De forma subjacente a esse regime legal, existe o propósito de conferir segurança jurídica ao tráfego negocial, proporcionando estabilidade às relações econômicas. Para a circulação de riquezas e a prosperidade econômica, é fundamental que as atividades empresariais se desenvolvam a partir de sistema sólido e confiável, tendo os agentes econômicos segurança quanto ao caráter vinculativo dos contratos.

Como contraponto à segurança do tráfego negocial, existem situações específicas nas quais o cumprimento da obrigação é inviável. São hipóteses de fortes abalos, nas quais a prestação contratual se torna inviável ou excessivamente custosa, tais como se verifica em catástrofes naturais ou abalos drásticos na conjuntura econômica.

O Direito Civil trata especificamente das prestações altamente custosas por meio da chamada onerosidade excessiva (artigos 478 a 480 do Código Civil).

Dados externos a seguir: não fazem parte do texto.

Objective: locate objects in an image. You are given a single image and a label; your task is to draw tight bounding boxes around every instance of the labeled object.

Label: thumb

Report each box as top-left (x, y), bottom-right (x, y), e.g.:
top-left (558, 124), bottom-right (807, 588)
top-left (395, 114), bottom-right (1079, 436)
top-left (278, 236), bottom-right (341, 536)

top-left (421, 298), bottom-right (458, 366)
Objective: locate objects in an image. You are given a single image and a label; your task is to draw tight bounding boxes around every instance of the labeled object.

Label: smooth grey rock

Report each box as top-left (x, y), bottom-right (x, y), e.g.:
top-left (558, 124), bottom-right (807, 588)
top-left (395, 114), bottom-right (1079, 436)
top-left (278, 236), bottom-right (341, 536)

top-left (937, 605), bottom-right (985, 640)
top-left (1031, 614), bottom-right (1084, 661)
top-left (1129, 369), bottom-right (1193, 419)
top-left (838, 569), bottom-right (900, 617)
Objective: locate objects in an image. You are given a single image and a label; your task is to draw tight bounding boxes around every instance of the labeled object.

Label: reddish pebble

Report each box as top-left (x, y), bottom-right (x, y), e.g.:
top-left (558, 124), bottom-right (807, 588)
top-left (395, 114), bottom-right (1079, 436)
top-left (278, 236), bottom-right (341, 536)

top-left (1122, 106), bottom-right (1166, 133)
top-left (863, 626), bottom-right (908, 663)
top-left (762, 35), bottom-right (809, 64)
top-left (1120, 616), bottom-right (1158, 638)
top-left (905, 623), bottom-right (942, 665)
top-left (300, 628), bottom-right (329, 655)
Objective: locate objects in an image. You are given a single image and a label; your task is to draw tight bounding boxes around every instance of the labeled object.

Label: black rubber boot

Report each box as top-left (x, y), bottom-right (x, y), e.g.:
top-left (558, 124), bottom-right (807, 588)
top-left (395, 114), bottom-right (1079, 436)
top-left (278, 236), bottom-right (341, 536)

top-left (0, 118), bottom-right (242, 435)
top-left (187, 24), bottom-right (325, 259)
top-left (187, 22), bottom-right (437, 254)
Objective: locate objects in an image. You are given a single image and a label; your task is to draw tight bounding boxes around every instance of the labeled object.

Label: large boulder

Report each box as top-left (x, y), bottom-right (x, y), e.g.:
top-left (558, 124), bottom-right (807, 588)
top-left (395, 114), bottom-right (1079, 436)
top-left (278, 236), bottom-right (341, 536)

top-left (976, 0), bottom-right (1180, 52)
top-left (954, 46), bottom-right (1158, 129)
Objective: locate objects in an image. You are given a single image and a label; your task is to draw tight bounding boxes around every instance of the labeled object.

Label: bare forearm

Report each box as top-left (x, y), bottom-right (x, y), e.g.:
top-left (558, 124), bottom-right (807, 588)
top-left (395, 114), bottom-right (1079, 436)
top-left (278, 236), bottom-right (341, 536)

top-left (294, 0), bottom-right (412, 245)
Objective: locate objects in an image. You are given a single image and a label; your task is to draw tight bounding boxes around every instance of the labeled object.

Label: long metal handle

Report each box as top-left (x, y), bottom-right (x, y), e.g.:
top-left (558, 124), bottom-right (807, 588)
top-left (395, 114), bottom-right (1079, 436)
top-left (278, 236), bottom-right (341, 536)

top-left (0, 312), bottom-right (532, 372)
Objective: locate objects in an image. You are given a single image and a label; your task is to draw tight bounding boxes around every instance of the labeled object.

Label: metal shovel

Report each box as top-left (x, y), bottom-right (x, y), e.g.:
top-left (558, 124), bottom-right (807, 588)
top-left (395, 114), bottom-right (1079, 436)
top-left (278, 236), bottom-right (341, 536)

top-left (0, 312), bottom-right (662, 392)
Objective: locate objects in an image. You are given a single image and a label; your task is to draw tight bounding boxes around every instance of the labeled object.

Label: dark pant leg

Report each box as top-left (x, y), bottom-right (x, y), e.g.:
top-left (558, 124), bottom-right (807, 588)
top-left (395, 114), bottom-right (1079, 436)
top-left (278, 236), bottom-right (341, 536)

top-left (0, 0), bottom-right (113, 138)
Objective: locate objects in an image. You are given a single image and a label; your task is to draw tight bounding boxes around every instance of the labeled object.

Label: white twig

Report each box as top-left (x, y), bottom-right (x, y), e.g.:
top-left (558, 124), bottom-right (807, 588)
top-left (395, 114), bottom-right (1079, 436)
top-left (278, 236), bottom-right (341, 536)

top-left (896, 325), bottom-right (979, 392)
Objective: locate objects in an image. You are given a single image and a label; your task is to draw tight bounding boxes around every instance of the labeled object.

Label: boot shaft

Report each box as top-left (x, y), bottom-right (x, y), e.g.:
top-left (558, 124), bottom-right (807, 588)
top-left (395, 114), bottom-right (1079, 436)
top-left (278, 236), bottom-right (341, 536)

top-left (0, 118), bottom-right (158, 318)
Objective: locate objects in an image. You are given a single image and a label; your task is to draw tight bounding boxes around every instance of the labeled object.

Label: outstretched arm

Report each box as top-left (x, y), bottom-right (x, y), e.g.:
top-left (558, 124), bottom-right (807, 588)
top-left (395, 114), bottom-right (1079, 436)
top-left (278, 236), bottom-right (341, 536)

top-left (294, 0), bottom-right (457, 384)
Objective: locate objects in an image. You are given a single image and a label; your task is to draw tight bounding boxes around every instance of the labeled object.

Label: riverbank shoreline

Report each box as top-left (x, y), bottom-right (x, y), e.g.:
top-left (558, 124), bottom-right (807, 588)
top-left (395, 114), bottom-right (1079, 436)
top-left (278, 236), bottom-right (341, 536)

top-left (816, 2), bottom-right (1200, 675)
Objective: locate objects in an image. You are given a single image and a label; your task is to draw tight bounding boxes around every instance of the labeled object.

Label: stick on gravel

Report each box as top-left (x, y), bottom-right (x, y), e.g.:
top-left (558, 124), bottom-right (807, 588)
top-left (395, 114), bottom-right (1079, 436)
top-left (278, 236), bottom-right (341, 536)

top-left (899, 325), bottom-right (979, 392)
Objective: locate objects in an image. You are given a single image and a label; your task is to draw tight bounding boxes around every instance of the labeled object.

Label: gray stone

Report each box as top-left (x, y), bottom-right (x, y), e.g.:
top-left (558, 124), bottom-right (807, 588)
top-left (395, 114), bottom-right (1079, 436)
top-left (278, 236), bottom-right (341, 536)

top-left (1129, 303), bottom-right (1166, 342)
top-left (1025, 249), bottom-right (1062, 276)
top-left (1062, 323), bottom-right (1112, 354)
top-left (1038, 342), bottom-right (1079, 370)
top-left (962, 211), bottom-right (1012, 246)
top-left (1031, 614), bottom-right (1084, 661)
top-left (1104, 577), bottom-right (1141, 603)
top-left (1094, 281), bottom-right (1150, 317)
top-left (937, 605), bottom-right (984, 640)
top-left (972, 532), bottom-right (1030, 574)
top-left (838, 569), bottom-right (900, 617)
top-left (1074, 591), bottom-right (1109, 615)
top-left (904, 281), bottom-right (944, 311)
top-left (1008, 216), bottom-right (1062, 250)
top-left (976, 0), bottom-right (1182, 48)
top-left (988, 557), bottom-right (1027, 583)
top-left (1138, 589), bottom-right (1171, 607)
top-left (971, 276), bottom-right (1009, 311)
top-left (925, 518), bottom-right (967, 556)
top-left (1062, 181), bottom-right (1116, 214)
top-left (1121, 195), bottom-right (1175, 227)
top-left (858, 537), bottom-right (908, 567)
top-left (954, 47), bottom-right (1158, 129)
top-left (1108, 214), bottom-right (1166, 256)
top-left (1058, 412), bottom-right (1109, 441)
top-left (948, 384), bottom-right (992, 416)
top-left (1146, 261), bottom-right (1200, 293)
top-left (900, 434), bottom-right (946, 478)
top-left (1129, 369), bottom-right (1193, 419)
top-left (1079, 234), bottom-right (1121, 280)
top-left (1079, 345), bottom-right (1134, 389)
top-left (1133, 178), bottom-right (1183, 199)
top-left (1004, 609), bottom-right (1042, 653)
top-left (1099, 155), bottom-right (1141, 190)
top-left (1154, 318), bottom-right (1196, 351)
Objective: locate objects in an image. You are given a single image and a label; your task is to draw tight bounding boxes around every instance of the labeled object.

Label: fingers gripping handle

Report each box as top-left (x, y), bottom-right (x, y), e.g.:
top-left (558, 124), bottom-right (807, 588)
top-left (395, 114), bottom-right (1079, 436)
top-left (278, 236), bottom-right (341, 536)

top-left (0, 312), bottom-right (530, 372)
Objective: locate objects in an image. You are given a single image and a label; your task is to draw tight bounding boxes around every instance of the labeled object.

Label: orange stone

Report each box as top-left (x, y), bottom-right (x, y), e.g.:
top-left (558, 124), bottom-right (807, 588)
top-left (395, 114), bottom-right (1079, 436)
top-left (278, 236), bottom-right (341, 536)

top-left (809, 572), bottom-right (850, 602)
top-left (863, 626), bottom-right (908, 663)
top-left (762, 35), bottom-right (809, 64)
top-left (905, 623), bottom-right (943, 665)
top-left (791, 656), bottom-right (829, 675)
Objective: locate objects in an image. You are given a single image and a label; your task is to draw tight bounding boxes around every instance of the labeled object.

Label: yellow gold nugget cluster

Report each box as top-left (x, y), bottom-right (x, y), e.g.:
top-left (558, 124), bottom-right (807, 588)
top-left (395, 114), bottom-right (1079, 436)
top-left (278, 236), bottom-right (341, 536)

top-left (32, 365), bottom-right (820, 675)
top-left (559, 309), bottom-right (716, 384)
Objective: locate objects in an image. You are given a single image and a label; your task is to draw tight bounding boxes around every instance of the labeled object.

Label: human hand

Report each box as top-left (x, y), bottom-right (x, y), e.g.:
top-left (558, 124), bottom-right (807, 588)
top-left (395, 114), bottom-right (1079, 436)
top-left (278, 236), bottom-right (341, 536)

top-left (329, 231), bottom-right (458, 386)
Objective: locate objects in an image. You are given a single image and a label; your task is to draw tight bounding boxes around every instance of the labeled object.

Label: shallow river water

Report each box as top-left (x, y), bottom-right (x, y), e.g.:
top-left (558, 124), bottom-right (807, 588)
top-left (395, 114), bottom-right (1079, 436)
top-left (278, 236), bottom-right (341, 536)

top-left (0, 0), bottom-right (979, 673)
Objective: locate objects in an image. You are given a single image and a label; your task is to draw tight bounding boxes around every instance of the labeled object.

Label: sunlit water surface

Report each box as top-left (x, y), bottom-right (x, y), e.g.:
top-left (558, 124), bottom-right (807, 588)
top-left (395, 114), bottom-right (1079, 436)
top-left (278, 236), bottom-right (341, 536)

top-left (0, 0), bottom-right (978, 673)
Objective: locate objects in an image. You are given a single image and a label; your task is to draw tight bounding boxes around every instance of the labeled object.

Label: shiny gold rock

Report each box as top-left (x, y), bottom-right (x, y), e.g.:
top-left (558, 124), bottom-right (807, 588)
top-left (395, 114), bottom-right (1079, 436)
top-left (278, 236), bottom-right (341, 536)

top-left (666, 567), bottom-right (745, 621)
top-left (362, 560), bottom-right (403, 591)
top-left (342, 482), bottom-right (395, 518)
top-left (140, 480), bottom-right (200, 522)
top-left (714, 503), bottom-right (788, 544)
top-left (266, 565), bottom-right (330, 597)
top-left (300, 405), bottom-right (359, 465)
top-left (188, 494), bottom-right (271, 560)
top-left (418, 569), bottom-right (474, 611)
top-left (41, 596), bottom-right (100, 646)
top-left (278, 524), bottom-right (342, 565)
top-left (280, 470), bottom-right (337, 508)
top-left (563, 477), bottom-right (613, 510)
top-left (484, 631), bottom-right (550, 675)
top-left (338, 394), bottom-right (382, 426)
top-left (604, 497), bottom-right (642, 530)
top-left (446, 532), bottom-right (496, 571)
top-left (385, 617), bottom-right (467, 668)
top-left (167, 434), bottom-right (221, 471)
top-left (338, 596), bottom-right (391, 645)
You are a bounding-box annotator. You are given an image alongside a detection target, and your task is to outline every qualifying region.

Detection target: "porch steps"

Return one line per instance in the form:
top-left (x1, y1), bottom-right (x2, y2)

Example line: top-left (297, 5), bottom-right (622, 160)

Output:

Em linhas gerais, esse mecanismo possibilita o encerramento do contrato sem quaisquer punições à parte inadimplente, desde que observadas determinadas condições. Cria-se verdadeira válvula de escape para situações de descumprimento contratual, para impedir que o contratante seja punido quando a prestação se tornou custosa a ponto se tornar impraticável.

Por estabelecer consequência excepcional, a onerosidade excessiva apenas pode ser aplicada em situações excepcionais, dependendo da ocorrência de prestação excessivamente onerosa, extrema vantagem para o outro contratante, e de "acontecimentos extraordinários e imprevisíveis". São raras as situações nas quais esses requisitos se verificam de forma concomitante.

É justamente nesse ponto em que o PL recentemente aprovado falha. Ao impedir que a onerosidade excessiva seja aplicada em casos de "aumento da inflação, a variação cambial, a desvalorização ou a substituição do padrão monetário", a norma parte do pressuposto de que a instabilidade econômica, em certa medida, integra o contexto histórico da sociedade brasileira. Logo, o contratante não pode se furtar ao cumprimento do contrato alegando, por exemplo, que a prestação contratual se tornou inviável pela alta da inflação ou pelo aumento do dólar.

Sem prejuízo dos saudáveis ares de liberalismo que pretende conferir ao Direito contratual, e do apoio que confere à segurança jurídica, a norma exagerou na medida. Por mais que muitas das variações econômicas sejam parte da lógica negocial, não podendo ser consideradas extraordinárias ou imprevisíveis pelo contratante, é equivocado criar uma regra absoluta e imutável a esse respeito, sem permitir que o juiz sopese as situações do caso concreto.

Dentro do regime do PL, situações de verdadeira catástrofe econômica não conferem margem para o afastamento de penalidades pelo descumprimento contratual. Mesmo que se verificassem níveis extremos de recessão ou inflação, ou ainda que houvesse a inimaginável alteração da moeda nacional após décadas de estabilidade, os contratantes permaneceriam vinculados às respectivas obrigações.

Em última análise, o PL retirou do juiz a já limitada e salutar margem para analisar a aplicação da norma diante das circunstâncias do caso concreto, sem perceber que situações de "aumento da inflação", "variação cambial", "desvalorização" ou "substituição do padrão monetário" não são estanques, podendo atingir graus diversos de repercussão nas partes. Em suma, engessou-se ainda mais algo já bastante rígido.